想必大家都已看過觀察者網相關的報道,對於事件的大致緣由和經過都有了相應的瞭解,在此無須贅述。
中興是否應當受罰的問題,想必也沒有什麼值得再去辯解的空間。畢竟,你已然於2017年3月與美國政府達成了和解協議與認罪協議,並支付了8.92億美元的罰款,並願意在遵守該和解協議的情況下,換取此次激活的拒絕令的休眠。但是,在處罰方看來,中興似乎並沒有遵守該項協議的全部內容,並沒有做出該項協議下的對另外35人實施扣發獎金或通報批評等紀律處罰的行為。
雖然,美國商務部激活拒絕令是否夾了私貨,是否存在着通過打擊中興來實現對中國崛起的遏制和阻撓的猜測,這一點有其相當的合理性,但問題是人家即便帶了私貨,明明白白的就是帶了,玩的是陽謀而不是陰謀。
不過在筆者看來,下面這則新聞值得關注的點更多:中興要求全員重學歐美法律,考試滿分才算過關。這條新聞下面,遭到大批觀察者網讀者的嘲諷。

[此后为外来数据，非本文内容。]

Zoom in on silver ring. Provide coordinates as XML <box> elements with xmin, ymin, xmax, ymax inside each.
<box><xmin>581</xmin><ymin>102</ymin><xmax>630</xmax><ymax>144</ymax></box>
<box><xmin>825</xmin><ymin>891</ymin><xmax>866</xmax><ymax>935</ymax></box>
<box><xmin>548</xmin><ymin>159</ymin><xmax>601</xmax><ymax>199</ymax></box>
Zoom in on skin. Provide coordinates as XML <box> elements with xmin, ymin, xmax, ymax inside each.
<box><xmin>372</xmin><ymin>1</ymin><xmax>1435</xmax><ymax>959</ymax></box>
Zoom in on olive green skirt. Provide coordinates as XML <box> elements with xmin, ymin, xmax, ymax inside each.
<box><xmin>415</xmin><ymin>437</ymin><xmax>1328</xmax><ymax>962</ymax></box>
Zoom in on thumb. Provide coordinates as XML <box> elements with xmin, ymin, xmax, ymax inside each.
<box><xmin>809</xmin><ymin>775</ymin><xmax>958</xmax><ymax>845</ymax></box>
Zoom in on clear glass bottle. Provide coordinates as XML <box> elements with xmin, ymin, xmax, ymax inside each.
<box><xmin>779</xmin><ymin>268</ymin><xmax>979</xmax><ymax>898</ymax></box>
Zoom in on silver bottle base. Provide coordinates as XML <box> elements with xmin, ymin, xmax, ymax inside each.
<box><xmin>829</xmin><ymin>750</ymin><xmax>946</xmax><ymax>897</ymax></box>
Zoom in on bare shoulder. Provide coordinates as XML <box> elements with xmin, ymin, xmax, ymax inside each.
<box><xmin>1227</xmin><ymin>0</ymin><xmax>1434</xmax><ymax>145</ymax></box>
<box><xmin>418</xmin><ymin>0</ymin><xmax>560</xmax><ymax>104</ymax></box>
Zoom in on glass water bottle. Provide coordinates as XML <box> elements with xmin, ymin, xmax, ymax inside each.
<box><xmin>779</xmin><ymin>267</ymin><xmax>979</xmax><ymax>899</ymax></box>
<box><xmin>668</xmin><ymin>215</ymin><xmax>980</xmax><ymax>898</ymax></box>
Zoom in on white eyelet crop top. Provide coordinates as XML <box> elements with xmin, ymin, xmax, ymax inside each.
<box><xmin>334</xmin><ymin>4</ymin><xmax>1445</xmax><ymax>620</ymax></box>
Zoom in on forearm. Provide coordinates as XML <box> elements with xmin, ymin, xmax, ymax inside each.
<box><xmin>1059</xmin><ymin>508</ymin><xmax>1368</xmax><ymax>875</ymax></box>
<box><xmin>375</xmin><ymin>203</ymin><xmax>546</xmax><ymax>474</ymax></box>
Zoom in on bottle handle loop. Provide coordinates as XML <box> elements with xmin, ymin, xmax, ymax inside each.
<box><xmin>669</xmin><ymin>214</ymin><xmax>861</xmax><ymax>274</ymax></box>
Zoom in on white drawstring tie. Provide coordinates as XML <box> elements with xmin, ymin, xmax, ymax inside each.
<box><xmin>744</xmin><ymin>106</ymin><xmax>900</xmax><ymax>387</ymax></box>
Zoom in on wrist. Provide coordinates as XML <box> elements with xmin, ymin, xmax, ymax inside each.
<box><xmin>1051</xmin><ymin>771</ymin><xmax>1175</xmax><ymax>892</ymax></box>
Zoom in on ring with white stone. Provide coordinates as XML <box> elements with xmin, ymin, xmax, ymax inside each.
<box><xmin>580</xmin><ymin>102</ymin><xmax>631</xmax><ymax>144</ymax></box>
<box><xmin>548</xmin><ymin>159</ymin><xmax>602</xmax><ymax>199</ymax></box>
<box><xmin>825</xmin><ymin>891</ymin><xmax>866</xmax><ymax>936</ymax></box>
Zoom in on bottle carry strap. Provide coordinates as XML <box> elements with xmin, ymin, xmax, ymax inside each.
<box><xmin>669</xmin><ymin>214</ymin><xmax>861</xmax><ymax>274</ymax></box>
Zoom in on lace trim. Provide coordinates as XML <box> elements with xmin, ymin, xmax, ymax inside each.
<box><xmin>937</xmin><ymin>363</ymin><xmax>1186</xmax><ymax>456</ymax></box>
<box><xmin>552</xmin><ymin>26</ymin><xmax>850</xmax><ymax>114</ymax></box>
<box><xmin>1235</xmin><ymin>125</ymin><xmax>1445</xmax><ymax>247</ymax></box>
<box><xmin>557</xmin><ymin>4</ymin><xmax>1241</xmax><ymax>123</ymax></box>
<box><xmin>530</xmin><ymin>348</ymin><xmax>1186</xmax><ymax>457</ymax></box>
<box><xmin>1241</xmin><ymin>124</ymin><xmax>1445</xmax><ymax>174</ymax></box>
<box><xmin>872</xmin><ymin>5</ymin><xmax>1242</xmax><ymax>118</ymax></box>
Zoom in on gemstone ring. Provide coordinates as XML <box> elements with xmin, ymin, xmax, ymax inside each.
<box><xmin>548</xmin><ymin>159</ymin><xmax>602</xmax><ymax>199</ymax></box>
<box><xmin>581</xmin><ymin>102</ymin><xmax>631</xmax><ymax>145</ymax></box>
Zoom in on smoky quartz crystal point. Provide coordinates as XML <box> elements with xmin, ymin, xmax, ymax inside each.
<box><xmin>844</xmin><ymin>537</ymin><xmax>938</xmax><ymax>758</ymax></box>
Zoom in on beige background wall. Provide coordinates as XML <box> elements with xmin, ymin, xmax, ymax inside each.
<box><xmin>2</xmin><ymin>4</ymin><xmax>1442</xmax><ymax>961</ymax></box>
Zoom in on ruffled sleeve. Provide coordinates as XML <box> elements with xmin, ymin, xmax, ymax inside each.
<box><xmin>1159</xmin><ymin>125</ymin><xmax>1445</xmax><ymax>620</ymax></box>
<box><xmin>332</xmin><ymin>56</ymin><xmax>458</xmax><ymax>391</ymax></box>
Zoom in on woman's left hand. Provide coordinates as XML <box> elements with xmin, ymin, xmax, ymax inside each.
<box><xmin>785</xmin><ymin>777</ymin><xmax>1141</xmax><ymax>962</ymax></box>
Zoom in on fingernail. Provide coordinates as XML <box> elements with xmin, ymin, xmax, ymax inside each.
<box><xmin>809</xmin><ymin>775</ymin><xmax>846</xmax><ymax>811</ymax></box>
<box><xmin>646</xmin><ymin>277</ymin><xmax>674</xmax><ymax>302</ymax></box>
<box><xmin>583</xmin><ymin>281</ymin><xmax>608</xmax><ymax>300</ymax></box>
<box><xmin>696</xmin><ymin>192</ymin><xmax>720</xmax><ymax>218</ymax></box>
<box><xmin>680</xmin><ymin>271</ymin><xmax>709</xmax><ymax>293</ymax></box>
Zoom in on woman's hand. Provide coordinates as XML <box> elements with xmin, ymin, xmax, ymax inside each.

使用“蒼蠅不叮無縫的蛋”這樣的話聽上去顯得有點刻薄,但對於中興而言,在一個本身就處於敏感的領域內,又是在簽署了承認美國的相應禁令的情況下,處於守勢的中興應當做的應該是是謹小慎微,謹言慎行,踏踏實實最大限度地執行相應的法律及協議。有些人可能會説,憑什麼美國説的就得執行,要去遵守這些“喪權辱國的不平等條約”,為什麼不能賣給伊朗。
猶太裔的Yablon所提供的文件證明了中興高層有積極地設計規避策略,以便向受美國製裁的國家銷售通訊設備
筆者首先質疑該問題提出的必要性。倘若你的企業本身就不在美國有獨立的子公司,你所生產的產品也完全沒有使用到任何美國的零部件,而且你也不在乎因為向特定國家和地區的貿易行為影響到同美國在其他領域內的關係,那你當然可以毫無所謂的跟着你的內心走,為你所認為正確的事。但問題是中興對於禁令內部的各種規則和法條欠缺足夠的警覺度,沒有把自己的籬笆紮好。

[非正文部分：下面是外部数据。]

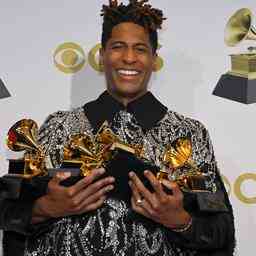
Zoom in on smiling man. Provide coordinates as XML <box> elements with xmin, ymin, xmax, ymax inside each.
<box><xmin>1</xmin><ymin>1</ymin><xmax>235</xmax><ymax>256</ymax></box>
<box><xmin>101</xmin><ymin>21</ymin><xmax>157</xmax><ymax>104</ymax></box>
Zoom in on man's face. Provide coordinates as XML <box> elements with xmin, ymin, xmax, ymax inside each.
<box><xmin>101</xmin><ymin>22</ymin><xmax>157</xmax><ymax>99</ymax></box>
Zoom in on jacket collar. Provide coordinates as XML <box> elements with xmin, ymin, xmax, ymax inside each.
<box><xmin>83</xmin><ymin>90</ymin><xmax>167</xmax><ymax>133</ymax></box>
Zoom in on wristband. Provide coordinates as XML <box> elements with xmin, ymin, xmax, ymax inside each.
<box><xmin>171</xmin><ymin>217</ymin><xmax>192</xmax><ymax>233</ymax></box>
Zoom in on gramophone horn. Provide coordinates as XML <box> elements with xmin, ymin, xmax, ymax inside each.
<box><xmin>225</xmin><ymin>8</ymin><xmax>256</xmax><ymax>46</ymax></box>
<box><xmin>7</xmin><ymin>119</ymin><xmax>40</xmax><ymax>152</ymax></box>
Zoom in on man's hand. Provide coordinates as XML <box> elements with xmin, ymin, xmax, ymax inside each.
<box><xmin>32</xmin><ymin>168</ymin><xmax>114</xmax><ymax>223</ymax></box>
<box><xmin>129</xmin><ymin>170</ymin><xmax>191</xmax><ymax>229</ymax></box>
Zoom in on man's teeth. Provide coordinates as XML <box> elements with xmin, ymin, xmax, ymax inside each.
<box><xmin>118</xmin><ymin>70</ymin><xmax>139</xmax><ymax>76</ymax></box>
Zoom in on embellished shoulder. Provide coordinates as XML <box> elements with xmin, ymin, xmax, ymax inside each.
<box><xmin>162</xmin><ymin>110</ymin><xmax>206</xmax><ymax>134</ymax></box>
<box><xmin>163</xmin><ymin>110</ymin><xmax>215</xmax><ymax>166</ymax></box>
<box><xmin>38</xmin><ymin>107</ymin><xmax>92</xmax><ymax>167</ymax></box>
<box><xmin>143</xmin><ymin>110</ymin><xmax>217</xmax><ymax>192</ymax></box>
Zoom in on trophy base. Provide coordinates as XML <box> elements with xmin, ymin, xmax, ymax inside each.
<box><xmin>0</xmin><ymin>159</ymin><xmax>81</xmax><ymax>200</ymax></box>
<box><xmin>0</xmin><ymin>78</ymin><xmax>11</xmax><ymax>99</ymax></box>
<box><xmin>212</xmin><ymin>73</ymin><xmax>256</xmax><ymax>104</ymax></box>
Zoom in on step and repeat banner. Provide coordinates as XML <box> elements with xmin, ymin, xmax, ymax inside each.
<box><xmin>0</xmin><ymin>1</ymin><xmax>256</xmax><ymax>255</ymax></box>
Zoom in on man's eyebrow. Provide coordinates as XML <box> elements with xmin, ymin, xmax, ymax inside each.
<box><xmin>110</xmin><ymin>41</ymin><xmax>125</xmax><ymax>45</ymax></box>
<box><xmin>110</xmin><ymin>41</ymin><xmax>150</xmax><ymax>48</ymax></box>
<box><xmin>134</xmin><ymin>43</ymin><xmax>150</xmax><ymax>48</ymax></box>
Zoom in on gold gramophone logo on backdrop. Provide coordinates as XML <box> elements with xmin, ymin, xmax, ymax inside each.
<box><xmin>213</xmin><ymin>8</ymin><xmax>256</xmax><ymax>104</ymax></box>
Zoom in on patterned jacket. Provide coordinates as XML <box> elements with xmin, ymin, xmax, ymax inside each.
<box><xmin>1</xmin><ymin>91</ymin><xmax>235</xmax><ymax>256</ymax></box>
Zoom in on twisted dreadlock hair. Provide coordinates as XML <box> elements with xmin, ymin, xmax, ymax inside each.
<box><xmin>101</xmin><ymin>0</ymin><xmax>166</xmax><ymax>53</ymax></box>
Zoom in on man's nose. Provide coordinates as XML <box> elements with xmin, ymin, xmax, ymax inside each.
<box><xmin>122</xmin><ymin>48</ymin><xmax>137</xmax><ymax>64</ymax></box>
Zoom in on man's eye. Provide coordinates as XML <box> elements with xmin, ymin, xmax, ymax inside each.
<box><xmin>136</xmin><ymin>47</ymin><xmax>147</xmax><ymax>53</ymax></box>
<box><xmin>111</xmin><ymin>45</ymin><xmax>123</xmax><ymax>49</ymax></box>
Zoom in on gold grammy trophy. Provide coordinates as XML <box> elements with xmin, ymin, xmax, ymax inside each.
<box><xmin>213</xmin><ymin>8</ymin><xmax>256</xmax><ymax>104</ymax></box>
<box><xmin>0</xmin><ymin>119</ymin><xmax>49</xmax><ymax>199</ymax></box>
<box><xmin>6</xmin><ymin>119</ymin><xmax>47</xmax><ymax>177</ymax></box>
<box><xmin>63</xmin><ymin>125</ymin><xmax>211</xmax><ymax>194</ymax></box>
<box><xmin>0</xmin><ymin>119</ymin><xmax>211</xmax><ymax>201</ymax></box>
<box><xmin>158</xmin><ymin>137</ymin><xmax>211</xmax><ymax>193</ymax></box>
<box><xmin>62</xmin><ymin>121</ymin><xmax>143</xmax><ymax>177</ymax></box>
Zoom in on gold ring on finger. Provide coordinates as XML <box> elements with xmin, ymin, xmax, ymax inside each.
<box><xmin>136</xmin><ymin>198</ymin><xmax>143</xmax><ymax>206</ymax></box>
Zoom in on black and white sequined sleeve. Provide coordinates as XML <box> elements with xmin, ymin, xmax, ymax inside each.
<box><xmin>166</xmin><ymin>124</ymin><xmax>235</xmax><ymax>256</ymax></box>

“嚴格遵守”是相對安全的做法,但在利益面前,有時候規避也是不得不為的商業選擇。那在決定作出這種有相當風險的行為之時,你同樣需要進行相應的風險控制,至少需要在合規法務的選擇,機密層級的設定等等方面課以較高的注意。
然而,從已有的報道來看,中興對於企業內部機密層級的設定基本等於不設防,而在重要的法務崗上居然選擇了一個完全不是中興內部培養,對中興並沒有什麼企業歸屬感的“外來漢”。即便在“職業經理人”等等觀念深入人心的現代企業治理下, 對於一些特殊崗位的人員選擇仍然還是“保守”或者“念舊”一點更好,很多企業仍然會在兢兢業業為企業奉獻數十年的老員工中選定關鍵崗位的人選,一是因為他們對企業更加了解,二是因為他們對企業存在的一定歸屬感和榮譽感。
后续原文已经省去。